Fig. 8. MBNL1 and MBNL2 inactivation affects astrocyte cell growth, adhesion, and alternative splicing.

a Western blot detection of MBNL1 and MBNL2 in double knockdown primary astrocytes, relative to scramble siRNA and non-treated controls. Representative stain-free protein bands are shown to illustrate total protein loading. The experiment was performed on two independent cultures per treatment. b Monitoring of the confluence of primary astrocytes by live cell video-miscroscopy, from 45 min after plating up to 48 h. Primary MBNL1/MBNL2 knockdown astrocytes are compared with non-transfected and scrambled-transfected controls. Data are means ± SEM, n = 4 independent cultures per genotype (p = 0.0089, Two-way repeated measures ANOVA). c Immunofluorescent quantification of vinculin-rich focal adhesions per individual cell in siRNA-treated primary astrocytes, following 3 h in culture.
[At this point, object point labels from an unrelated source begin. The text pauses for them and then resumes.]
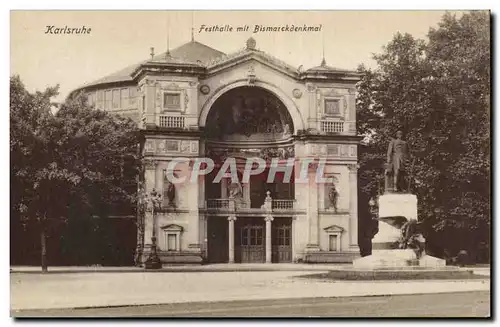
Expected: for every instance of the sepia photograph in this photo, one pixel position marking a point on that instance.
(250, 164)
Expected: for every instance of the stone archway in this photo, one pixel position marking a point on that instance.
(272, 90)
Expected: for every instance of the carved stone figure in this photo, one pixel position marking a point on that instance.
(397, 163)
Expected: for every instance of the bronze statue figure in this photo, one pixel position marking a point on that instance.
(397, 162)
Scale bar, 20μm. Data are means ± SEM. N = 2 independent cultures per cell group; n = 4 cells, non-transfected; n = 7 cells, scrambled siRNA; n = 9 cells, Mbnl1/Mbnl2 siRNA (p > 0.9999, non-transfected vs scrambled siRNA; p = 0.0023, scrambled siRNA vs Mbnl1/Mbnl2 siRNA; Kruskal–Wallis test, Dunn’s post hoc test for multiple comparisons). d RT-PCR splicing analysis of adhesion- and cytoskeleton-associated transcripts in Mbnl1/Mbnl2 double knockdown astrocytes, compared with non-transfected and scrambled siRNA controls. Alternative exons are shown on the right. The experiment was performed on three independent cultures per treatment. Source data are provided as a Source Data file. n.s. not significant; **p < 0.01.